ON 25 FEBRUARY, the newly formed Bangladesh government under the Bangladesh Nationalist Party (BNP) unceremoniously removed Ahsan H Mansur, the man who had largely stabilised the economy in the turbulent aftermath of the July 2024 uprising that toppled Sheikh Hasina’s government, from the post of central bank governor. Mansur had adopted a tight and prudent monetary policy, raising interest rates to curb inflation while working to stabilise the exchange rate and rebuild foreign exchange reserves. He also initiated major reforms to restore confidence in the banking sector and improve financial governance. He was replaced by Mostaqur Rahman, a cost and management accountant by training, who pledged tighter oversight at the central bank and vowed to dismantle Bangladesh’s entrenched culture of crony credit.
The change has been controversial. While the government claimed that both Mansur’s removal and Rahman’s appointment were “in the public interest”, a writ petition filed at the High Court has challenged Mansur’s removal on the basis of a law that disallows the removal of a Bangladesh Bank governor unless they are found to be incapable or incompetent. Some have been critical of Rahman’s appointment to what is ostensibly an independent post because of his close ties to both industry and the government.

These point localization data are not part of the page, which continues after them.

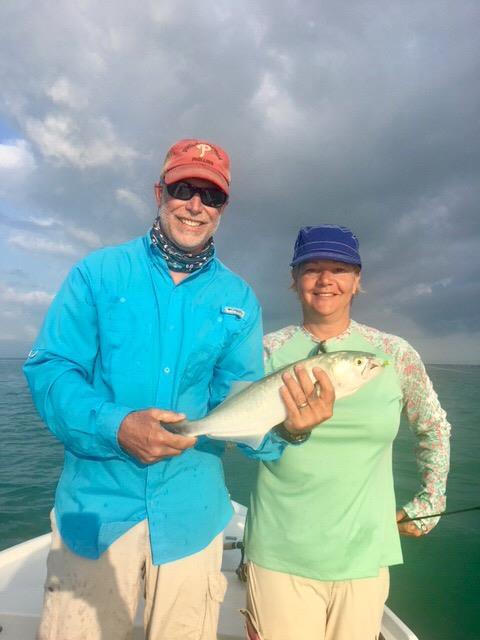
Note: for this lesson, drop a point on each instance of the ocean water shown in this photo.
(437, 589)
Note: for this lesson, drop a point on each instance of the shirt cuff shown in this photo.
(109, 419)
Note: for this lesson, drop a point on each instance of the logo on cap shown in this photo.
(203, 148)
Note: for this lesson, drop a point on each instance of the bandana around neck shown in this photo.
(177, 259)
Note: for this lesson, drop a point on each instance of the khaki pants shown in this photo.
(97, 599)
(285, 607)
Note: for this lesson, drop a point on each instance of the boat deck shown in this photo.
(22, 574)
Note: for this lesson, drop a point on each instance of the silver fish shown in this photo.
(247, 415)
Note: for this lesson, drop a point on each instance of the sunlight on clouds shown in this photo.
(130, 199)
(31, 243)
(63, 92)
(60, 138)
(29, 298)
(276, 106)
(88, 238)
(15, 155)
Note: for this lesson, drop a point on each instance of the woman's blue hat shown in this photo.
(326, 242)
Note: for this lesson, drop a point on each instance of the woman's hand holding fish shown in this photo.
(307, 404)
(142, 435)
(408, 528)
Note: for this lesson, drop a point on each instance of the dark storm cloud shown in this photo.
(363, 114)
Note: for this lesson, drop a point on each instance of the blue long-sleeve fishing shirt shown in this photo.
(120, 336)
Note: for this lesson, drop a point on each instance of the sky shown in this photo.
(363, 113)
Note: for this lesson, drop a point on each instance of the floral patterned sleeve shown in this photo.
(428, 422)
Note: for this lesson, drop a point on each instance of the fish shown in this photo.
(254, 408)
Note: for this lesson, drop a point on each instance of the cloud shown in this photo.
(133, 201)
(30, 298)
(37, 244)
(363, 114)
(63, 92)
(59, 138)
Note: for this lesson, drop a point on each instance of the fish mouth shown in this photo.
(374, 364)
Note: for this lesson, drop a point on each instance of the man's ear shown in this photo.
(158, 189)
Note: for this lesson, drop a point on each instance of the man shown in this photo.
(157, 322)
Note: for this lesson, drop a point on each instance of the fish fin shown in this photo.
(238, 386)
(251, 441)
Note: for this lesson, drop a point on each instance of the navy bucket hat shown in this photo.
(326, 242)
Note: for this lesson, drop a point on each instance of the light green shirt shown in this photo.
(326, 509)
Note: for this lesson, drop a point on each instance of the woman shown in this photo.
(322, 526)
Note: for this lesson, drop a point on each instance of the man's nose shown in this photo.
(194, 205)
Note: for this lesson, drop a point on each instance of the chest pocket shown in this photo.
(215, 333)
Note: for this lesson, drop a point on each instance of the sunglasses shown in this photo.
(210, 196)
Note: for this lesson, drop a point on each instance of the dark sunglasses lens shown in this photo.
(180, 190)
(210, 196)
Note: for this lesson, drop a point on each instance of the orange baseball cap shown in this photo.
(192, 158)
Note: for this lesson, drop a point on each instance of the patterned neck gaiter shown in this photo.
(177, 259)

The move points to the new government underestimating the precarity of this moment – a matter of great worry. The BNP, with Tarique Rahman as the prime minister, has stepped into the fractured remains of a decade-long economic distortion that finally buckled under its own weight. The prime minister Tarique Rahman and his administration must realise that the patience of the Bangladeshi public has been depleted. The social contract that Hasina upheld, which once allowed for political repression in exchange for economic mobility, has been permanently revoked by the revolution that toppled her.
Conventional post-mortems of Hasina’s 2024 ouster focus on student-led protests and a surge of civil unrest. However, the collapse of her Awami League government was economic in its genesis, economic in its escalation and economic in its ultimate political fate. Any government that misreads this risks repeating the same terminal error: operating under the belief that the political apparatus failed first when in reality it was the economic foundation that first crumbled. In today’s Bangladesh, the political consequences of economic failure are more severe than ever before – and the performance of the new central bank governor will have great bearing on how the new government fares.